Während Gusenbauer noch von 100.000 Ganztagsschulplätzen bis 2010 träume, würde unter Bildungsministerin
Elisabeth Gehrer bereits im nächsten Schuljahr die Zahl von 60.000 Tagesbetreuungsplätzen erreicht. "Wir
schaffen flächendeckend flexible Angebote und haben darüber hinaus die erforderlichen Finanzmittel bereits
sichergestellt", betonte der ÖVP- Bildungssprecher. Die SPÖ verharre hingegen weiterhin in einer
"Fundamentalopposition, die sie nicht nur als nicht regierungsfähig, sondern auch als nicht oppositionsfähig
entlarvt".
Zu behaupten, dass die Neuordnung des Förderunterrichts, wie sie gerade passiere, auf die in Österreich
zu hohen Nachhilfekosten keinen Einfluss haben werde, beweise die blanke Unkenntnis des SPÖ- Vorsitzenden
in Bildungsfragen. "Gusenbauer sollte sich vielleicht lieber einmal die Frage stellen, warum der Anteil an
Nachhilfestunden gerade in Wien am höchsten von allen Bundesländern ist", so Amon.
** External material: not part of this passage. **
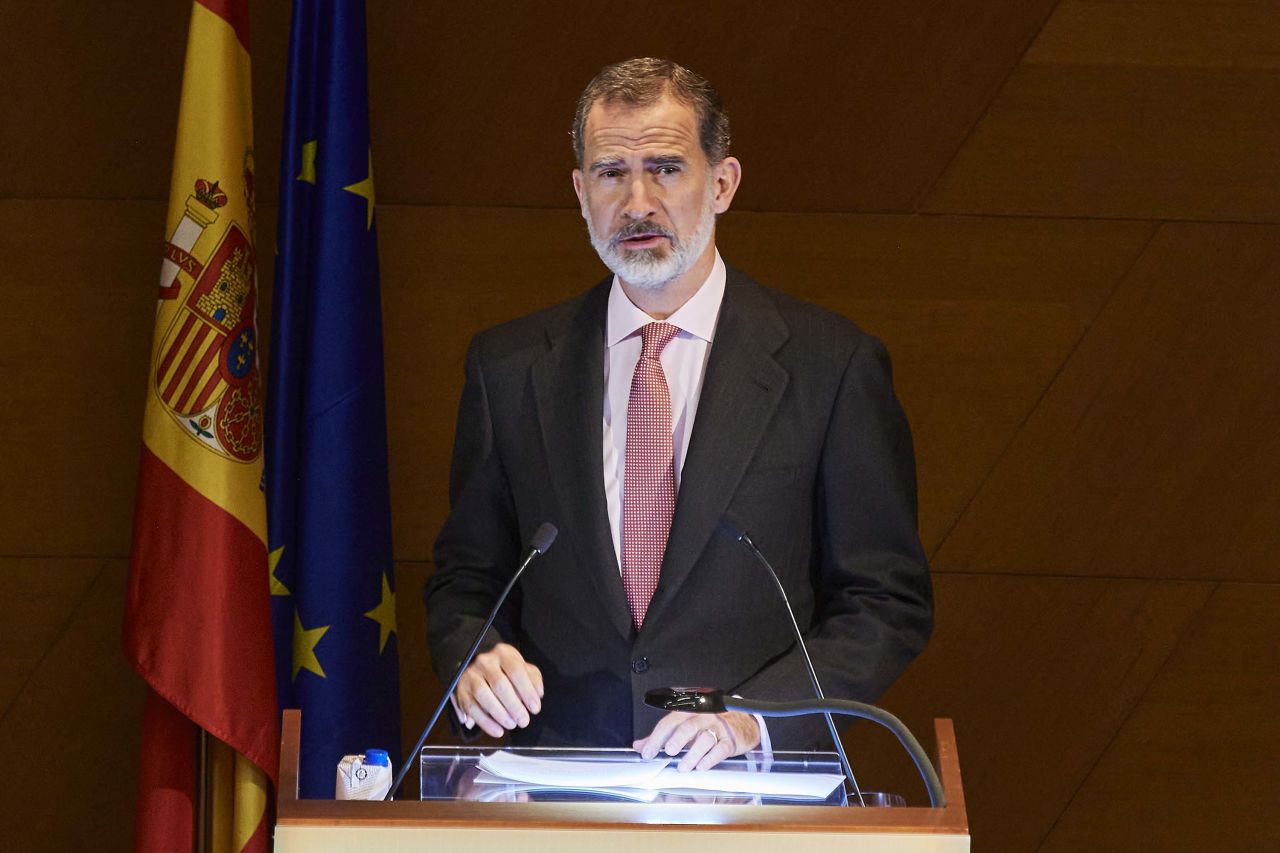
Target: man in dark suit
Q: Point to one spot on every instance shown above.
(636, 418)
Der SPÖ-Vorsitzende
möge so ehrlich sein, und sich damit befassen, ob diese Tatsache nicht vielleicht mit der verfehlten Bildungspolitik
der SPÖ in der Bundeshauptstadt zu tun habe, "wo mit aller Gewalt Hauptschulen zerschlagen werden und
in den AHS-Unterstufen das ideologische Modell der undifferenzierten Gesamtschule verwirklicht wird, die überall
auf der Welt bereits als falsches Modell erkannt wurde", sagte der ÖVP-Bildungssprecher.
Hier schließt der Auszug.